- HIPAA security and privacy rules stipulate that patient healthcare data must be protected
- Privacy regulations create challenges for scientists accessing medical data for research
- Medical Science DMZ model speeds research and improves collaboration
The 1996 Health Insurance Portability and Accountability Act (HIPAA) is best known for preserving insurance coverage for employees who change or lose their jobs. But the law also includes a Security Rule and a Privacy Rule that protect confidential healthcare data for consumers.
These security and privacy regulations—which took effect in 2003—continue to safeguard patient health information, but also create challenges for the medical research community. The guidelines provided for implementing technical measures to protect medical data sometimes also impede usability, including high-bandwidth data transfers.
Not so surprising, given that 2003 was still early days for the internet, and it moved at a much slower pace. Now, fifteen years later, there is a better way to transfer large datasets containing patient data while still complying with HIPAA’s rules.
Design for performance
In their paper, Lawrence Berkeley National Laboratory (LBNL) computer scientist Sean Peisert and Energy Sciences Network (ESnet) researcher Eli Dart and their collaborators outline a “design pattern” for deploying specialized research networks and ancillary computing equipment for HIPAA-protected biomedical data that provides high-throughput network data transfers and high-security protections.
Read previous Science Node coverage on the original Science DMZ model
Science DMZ: the fast path for science data -- interview with Lary Smarr, founding director of the National Center for Supercomputing Applications (NCSA).“The original Science DMZ model provided a way of securing high-throughput data transfer applications without the use of enterprise firewalls,” says Dart. “You can protect data transfers using technical controls that don’t impose performance limitations.”
Created with US Department of Energy (DOE), National Science Foundation (NSF), and National Oceanic and Atmospheric Administration (NOAA) science applications in mind, the original Science DMZ model supports research in areas such as high-energy physics, atmospheric modeling, and cosmological data.
But domains such as genomics also require high-performance applications to process incredibly large and complex datasets. For example, the Department of Veterans Affairs’ (VA) Million Veterans Project (MVP) is reported to be the largest genomic database in the world as of 2016, and the National Institutes of Health (NIH) “All of Us” program seeks to develop a dataset of electronic health records and genomes of similar size.
However, unlike high-energy physics, which many scientists would view as requiring relatively low levels of cybersecurity protections, human genomic data and electronic health records require substantially more safeguards in order to comply with the HIPAA Security Rule in the US, and similar regulations exist in other parts of the world.
The National Institutes of Standards and Technology (NIST) has published extensive guidelines on implementing the HIPAA Security Rule.
"Many traditional security protections, such as the stateful and deep-packet-inspecting firewalls prescribed by NIST, don’t support both the goals of security and the high-performance networking needs of these applications,” says Peisert. “The Medical Science DMZ addresses these problems by creating a network that is explicitly designed for high-performance biomedical applications with security protocols.”
“If you look at overall network and system design as part of your security architecture, this allows you to make better decisions,” says Dart. “This leads to better scientific outcomes.”
Collaboration nation
In his original Science DMZ work, Dart found that the Science DMZ design pattern increased collaboration among different research organizations by improving transfer speeds and reducing cost.
Peisert, Dart, and their collaborators at Indiana University (IU), the University of Chicago (UIC), Harvard University, and BioTeam expect the same will be true when applying the Medical Science DMZ to HIPAA-protected data..

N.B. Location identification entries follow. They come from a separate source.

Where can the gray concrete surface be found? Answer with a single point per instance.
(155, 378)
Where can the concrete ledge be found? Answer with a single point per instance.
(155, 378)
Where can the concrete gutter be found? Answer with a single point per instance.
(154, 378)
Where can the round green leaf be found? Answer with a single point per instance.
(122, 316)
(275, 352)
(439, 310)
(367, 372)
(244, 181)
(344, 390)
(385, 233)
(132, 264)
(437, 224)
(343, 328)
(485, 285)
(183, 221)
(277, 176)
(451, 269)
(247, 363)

“If we look at what the medical field is trying to do with cancer data,” says Dart, “we need a way for multiple institutions to collaborate. Everybody may have a piece of the puzzle, but nobody has all the data in one place.”

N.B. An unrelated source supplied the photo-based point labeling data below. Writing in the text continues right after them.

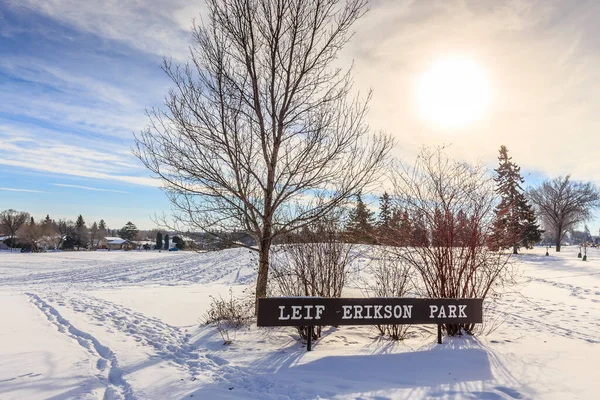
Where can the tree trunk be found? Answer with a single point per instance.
(263, 270)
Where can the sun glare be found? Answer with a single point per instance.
(454, 92)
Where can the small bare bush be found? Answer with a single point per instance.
(389, 277)
(454, 201)
(313, 263)
(229, 314)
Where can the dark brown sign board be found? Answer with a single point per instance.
(312, 311)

Shared data repositories like the National Library of Medicine, the National Cancer Institute, and the European Bioinformatics Institute are growing rapidly, highlighting the need for a quick and cost-effective way for researchers to access their large datasets.

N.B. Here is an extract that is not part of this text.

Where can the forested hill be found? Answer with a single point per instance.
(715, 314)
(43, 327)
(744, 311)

“The datasets traditionally used in medical data have been smaller,” says Peisert. “But scientific work in large-scale precision medicine research requires substantially larger data-driven efforts in order to be successful.”
Ensuring privacy and results
The original Science DMZ model is just one example of how the computing community has evolved in recent years.
“We’re able to do things with computing now that we couldn’t dream of a generation ago,” says Dart.
The Medical Science DMZ may help researchers pioneer results in multiple human health domains by improving data transfer times, while still complying with and enforcing HIPAA’s security and privacy regulations.
Peisert notes, “We did this work to develop this framework because we wanted to dramatically change the way data-driven medical science takes place. We wanted to make it possible for institutions doing data-driven medical science to move large amounts of data in a secure way without it taking a month to move the data over the internet, or by mailing giant hard drives to each other.”
Though the Medical Science DMZ was originally developed with biomedical science in mind, Peisert and Dart point out that the same model is appropriate to other types of science with robust security needs, such as data with intellectual property constraints or other confidentiality and privacy requirements.